Repository files navigation

CS Word Cloud

Requirements

  • Python 3.x
  • numpy, wordcloud, and any other misc pip/conda packages
  • Golang
  • GNU make
  • GNU coreutils
  • Bash or Zsh

How To Build

  1. Install the prerequesites
  2. Setup your environment by setting the variables in Makefile. The main variables to set are APIKEY, INITMATCH, and MATCH_COUNT

For example, before:

APIKEY?=TODO # Add server api key here from https://developers.faceit.com/
INITMATCH?=TODO # Add any recent faceit match ID here 
MATCH_COUNT=1000 # Number of demos to download
SHELL=/bin/bash # Need this just so I can use pipefail :/

After:

APIKEY?=xxxxxxxx-xxxx-xxxx-xxxx-xxxxxxxxxxxx # Keep this a secret
INITMATCH?=1-a993a412-8987-4d11-a682-dbe2fae3a761 
MATCH_COUNT=5 # Let's only do 5 demos for a short test
SHELL=/bin/zsh # Say I have a macbook lets use zsh
  1. Run make all
  2. Get a cool word cloud like this:

Drag Racing

How It Works

Step 1: Traverse through FACEIT API for some matches

The basic traversal goes like this: given some initial match id, choose a random player in that match. Then choose a random match in their recent match history. And so on. This gave me a decently "random" sample of demos from a variety of regions and skill levels.
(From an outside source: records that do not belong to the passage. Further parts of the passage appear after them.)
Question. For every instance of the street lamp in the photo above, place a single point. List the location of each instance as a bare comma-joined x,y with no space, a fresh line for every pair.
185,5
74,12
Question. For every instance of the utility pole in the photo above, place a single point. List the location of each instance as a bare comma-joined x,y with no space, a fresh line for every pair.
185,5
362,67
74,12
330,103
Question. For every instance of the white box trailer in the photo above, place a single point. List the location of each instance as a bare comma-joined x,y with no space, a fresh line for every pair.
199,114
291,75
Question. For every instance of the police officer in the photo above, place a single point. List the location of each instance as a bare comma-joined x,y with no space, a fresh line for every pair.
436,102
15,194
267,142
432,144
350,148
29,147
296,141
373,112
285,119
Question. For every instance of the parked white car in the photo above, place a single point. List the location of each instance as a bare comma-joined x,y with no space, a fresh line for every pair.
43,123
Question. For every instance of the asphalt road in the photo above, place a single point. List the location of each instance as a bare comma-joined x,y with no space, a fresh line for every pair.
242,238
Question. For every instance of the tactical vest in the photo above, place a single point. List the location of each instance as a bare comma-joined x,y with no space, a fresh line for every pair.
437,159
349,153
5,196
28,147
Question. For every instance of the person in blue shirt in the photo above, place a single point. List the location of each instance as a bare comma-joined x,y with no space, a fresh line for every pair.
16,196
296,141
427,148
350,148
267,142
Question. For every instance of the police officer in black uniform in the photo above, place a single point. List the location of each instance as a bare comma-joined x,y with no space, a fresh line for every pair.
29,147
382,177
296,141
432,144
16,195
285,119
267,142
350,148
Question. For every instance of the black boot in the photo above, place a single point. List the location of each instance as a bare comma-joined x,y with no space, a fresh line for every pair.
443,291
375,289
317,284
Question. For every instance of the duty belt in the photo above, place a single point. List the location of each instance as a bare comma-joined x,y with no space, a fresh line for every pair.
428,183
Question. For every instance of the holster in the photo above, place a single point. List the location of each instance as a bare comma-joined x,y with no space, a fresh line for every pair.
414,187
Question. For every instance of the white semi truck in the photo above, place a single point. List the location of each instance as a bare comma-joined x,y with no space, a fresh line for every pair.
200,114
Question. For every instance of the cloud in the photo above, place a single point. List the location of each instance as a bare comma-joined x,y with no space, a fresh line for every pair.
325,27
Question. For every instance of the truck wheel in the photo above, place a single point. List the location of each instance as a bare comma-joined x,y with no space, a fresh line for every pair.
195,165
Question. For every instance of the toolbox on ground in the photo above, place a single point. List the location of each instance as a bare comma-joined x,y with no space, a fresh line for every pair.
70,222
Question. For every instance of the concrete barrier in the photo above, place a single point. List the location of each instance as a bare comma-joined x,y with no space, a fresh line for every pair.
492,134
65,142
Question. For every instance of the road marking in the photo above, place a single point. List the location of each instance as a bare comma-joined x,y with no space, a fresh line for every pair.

Step 2: Download the demos

I'm sure their are other ways to do this. However, I was able to download all 1000 demos in my dataset through these 3 URLS in cdns.txt:

https://storage.googleapis.com/demos-us-central1.faceit-cdn.net
https://storage.googleapis.com/demos-europe-west1.faceit-cdn.net
https://storage.googleapis.com/demos-europe-west2.faceit-cdn.net
https://storage.googleapis.com/demos-asia-southeast1.faceit-cdn.net

The download.sh script already handles the demo request automatically given cdns.txt is there.

Step 3: Parse the words

All I had to do was write a small method in Go in main.go using the API provided from https://github.com/markus-wa/demoinfocs-golang. It dumps all the chat text to stdout. Then I just cat them together for the word cloud generator.

Step 4: Generate the word cloud

I mainly followed this example here https://github.com/amueller/word_cloud/blob/main/examples/masked.py. I made my own stencil with GIMP and played around with the parameters. You can see the parameters I chose in csgoman.py.

Using this work to make new large CSGO datasets

The scripts in this repo may be of interest for those doing data science / statistics on CSGO games on the general population of players. Just use scrapeGames.py and download.sh scripts, and you should be able to get pretty large datasets in no time. I was able to get 1000 demos using 150GB and only a handful of hours.